The one and the other, the other and the one, refused to patent their discovery so that science might investigate it further. And it didn’t go bad for them. In 1903, both shared the Nobel Prize in Physics with Becquerel for his research and discoveries, something that the magazine Blanco y Negro narrated in this guise:

«There you have a couple of truly wise men, who are the heroes of the day and even of the year and perhaps of the century: that lady who is driving a strange device is Madam Curie, and next to her, in the front row, Monsieur Curie. Both are the discoverers of radium, the new simple body that is worth exactly three thousand times its light and heat without diminishing its volume or weight in the least; that launches invisible rays of three kinds, some beneficial ones that serve to cure lupus and kill various kinds of microbes and to prolong life and even to create new species, according to Mr. Curie. With the light of the radium, one can see through the bones of the skull and study the work of the brain in vivo».

Pierre’s death was both a brake and a boost for Marie.

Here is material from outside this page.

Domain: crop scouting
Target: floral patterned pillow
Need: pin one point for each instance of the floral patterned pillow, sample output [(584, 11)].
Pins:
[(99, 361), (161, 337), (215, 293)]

She was initially in ‘shock’. However, she knew how to overcome and continue with her projects. Around 1910 she obtained a chair in physics at the Sorbonne university; the one that her husband had set free. Thus, she became the first woman to teach there. Of course, she was the director of the new Radium Institute. His studies in the field of X-Rays were also key in many fields of medicine. Thus, it is not surprising that he won the Nobel Prize for Chemistry in 1911.

Without having made a profit despite being a pioneer, in the First World War it acquired portable X-ray machines and created several radiological ambulances. Because little of her was, following the conflict she became the director of the Radiology Service of the French Red Cross. She died in 1934 from an illness caused by the same radioactive elements she had studied for years. sad irony.